I grew up in a very Catholic country. When I was young all of my friends were Roman Catholic. However, as we grew up some of them started professing themselves as Atheists or Agnostics. As I look back I am struck by the fact that I never had friends who followed a different religion to mine. These past few months I have had an opportunity to remedy this situation
Two concepts have been resurfacing in my thoughts: ecumenism and interreligious dialogue. Two concepts that may sound very difficult to achieve but which literally refer to the dialogue either between the different denominations of the Christian tradition or between the various religions that exist throughout the world. I have to admit that I am no expert and what I am about to write is based on no formal studies but more on my own personal experience. I don’t want to go into the theological aspects of this reality as I truly believe that before this can be discussed, there is a much more fundamental need for a humanistic approach to this dialogue.
During this year, as part of my Jesuit formation, I was assigned to help out with the Jesuit Refugee Service (JRS). For this mission, I was specifically sent to help in a school program, which aims to facilitate the encounter of Italian children either with refugees or with people who profess a different religion to their own. Therefore, once or twice a week I accompanied a refugee or a person of different faith to different schools throughout Rome. We usually encountered very eager young adolescents who were happy to miss their usual class in order to meet us. These meetings have helped me to reflect a lot on the need of ecumenism and interreligious dialogue and more importantly it was an opportunity for me to get to know the persons who I accompanied.
If we take a quick glance at Europe, a continent which was once considered to be Christian is now packed with various Christian denominations, the so called monotheistic religions (Judaism and Islam), as well as Indian religions such as Hinduism, Buddhism, Jainism and Sikhism. Probably this list doesn’t cover all the faiths that cohabit this land.
We live in a world where the concepts of diversity and pluralism of ideas are seen as values. And rightly so. We might have friends who either profess themselves to be atheist or belong to other Christian religions or belonging to another religion completely. The more time passes, the more this diversity and pluralism of religion will increase due to the always growing number of people migrating from one country or continent to another.
It is becoming a reality that is surrounding us and we ought to take account of it. Speaking with other religions is not easy because it forces us to get out of our comfort zones. It forces us to enter a world which we don’t know very well and in which we are probably going to make mistakes. But I am sure of one thing. We will come out of this encounter enriched.
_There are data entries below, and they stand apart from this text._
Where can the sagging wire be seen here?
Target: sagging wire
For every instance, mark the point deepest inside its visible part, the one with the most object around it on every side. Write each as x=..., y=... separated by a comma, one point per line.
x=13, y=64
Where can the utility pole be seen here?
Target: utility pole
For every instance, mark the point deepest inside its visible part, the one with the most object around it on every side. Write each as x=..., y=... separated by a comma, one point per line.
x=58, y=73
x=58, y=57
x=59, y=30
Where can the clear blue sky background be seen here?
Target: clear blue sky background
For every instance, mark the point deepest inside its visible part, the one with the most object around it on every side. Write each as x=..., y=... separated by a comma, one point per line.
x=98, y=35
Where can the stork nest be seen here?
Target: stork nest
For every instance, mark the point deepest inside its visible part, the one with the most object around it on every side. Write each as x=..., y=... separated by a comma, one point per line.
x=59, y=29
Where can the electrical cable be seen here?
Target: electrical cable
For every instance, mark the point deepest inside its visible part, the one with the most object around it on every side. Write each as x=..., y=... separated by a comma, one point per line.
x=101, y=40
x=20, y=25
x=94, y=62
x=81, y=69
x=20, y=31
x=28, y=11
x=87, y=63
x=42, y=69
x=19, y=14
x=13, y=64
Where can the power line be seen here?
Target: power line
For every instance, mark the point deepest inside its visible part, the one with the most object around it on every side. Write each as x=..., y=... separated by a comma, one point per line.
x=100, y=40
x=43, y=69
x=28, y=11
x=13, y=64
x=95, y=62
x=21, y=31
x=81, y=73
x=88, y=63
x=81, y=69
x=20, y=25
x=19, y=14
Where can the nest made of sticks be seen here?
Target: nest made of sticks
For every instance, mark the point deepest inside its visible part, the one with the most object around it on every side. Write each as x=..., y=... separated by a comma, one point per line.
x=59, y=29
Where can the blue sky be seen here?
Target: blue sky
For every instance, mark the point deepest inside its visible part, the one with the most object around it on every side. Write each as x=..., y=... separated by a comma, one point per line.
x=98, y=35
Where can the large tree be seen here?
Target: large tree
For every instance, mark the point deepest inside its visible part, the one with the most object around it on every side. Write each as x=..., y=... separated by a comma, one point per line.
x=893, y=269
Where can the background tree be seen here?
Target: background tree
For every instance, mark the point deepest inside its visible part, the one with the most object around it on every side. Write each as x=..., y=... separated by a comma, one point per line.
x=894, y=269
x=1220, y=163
So why should we do ecumenism and interreligious dialogue? I have found out a threefold answer to this question. Firstly, speaking with other faiths will help us to get to know them. To get to know their traditions, feasts and what is important for them in their daily life. It helps us to get rid of ignorance and misconceptions. Secondly, becoming more accustomed to different traditions will help us respect the individual in his or her difference, which in turn will help us create a better world. Thirdly, (this is always surprising for me) the fact that getting to know the faith of the other also help us in deepening the knowledge of our own faith.
I know that Ecumenism and interreligious dialogue isn’t easy but I also know that it’s an amazing journey, one which has lead me to call Susanna and Alessia (Jews), Rifat and Serife (Muslims), Gugliermo (Buddhist) and Eugenia (Christian Orthodox) my friends.